With respect to the co-integration on one and the same substrate, it has been proposed, in the article by N. Lobo, D. C. Malocha: School of Electrical Engineering and Computer Science University of Central Florida, Orlando, Fla., 1051-0117/06, 2006 IEEE, Ultrasonics Symposium, to use common electrodes for the production of the SAW filter and for that of the BAW filter, the optimizations of said two filters not being able, by the same token, to be produced independently of one another.
There has also been proposed, in the U.S. Pat. No. 6,424,238 or in the patent application US 2007/0057772, a co-integration by approaches involving packaging two coupled but not very compact chips.

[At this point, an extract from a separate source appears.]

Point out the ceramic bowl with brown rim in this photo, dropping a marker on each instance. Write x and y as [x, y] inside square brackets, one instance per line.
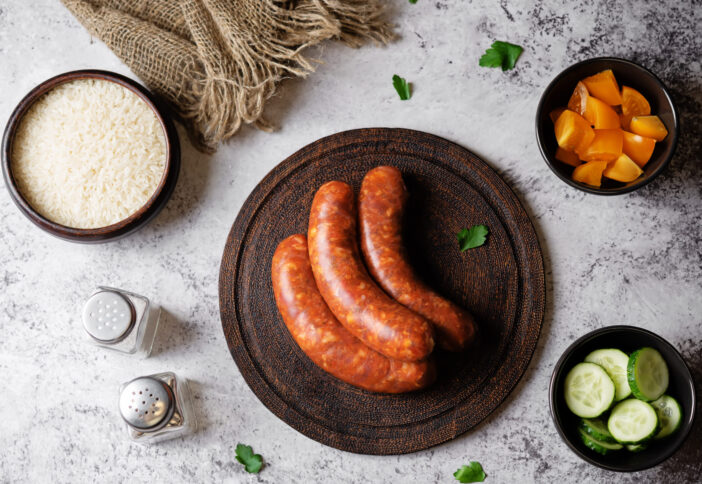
[135, 220]
[627, 73]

A different approach, described in the patent application US 2008/0284541, proposes the fabrication of a substrate for the production of a BAW. This patent application mentions the integration of other components (of LED, HEMT, and other such types). However, the same active layer is used for all of the components, which does not allow for the independent optimization of each of the filters, respectively SAW and BAW in the case in point.
It has also, finally, been proposed to co-integrate a BAW and a SAW on one and the same substrate with, for each of these filters, a distinct piezoelectric material according to the patent application US 2008/024245.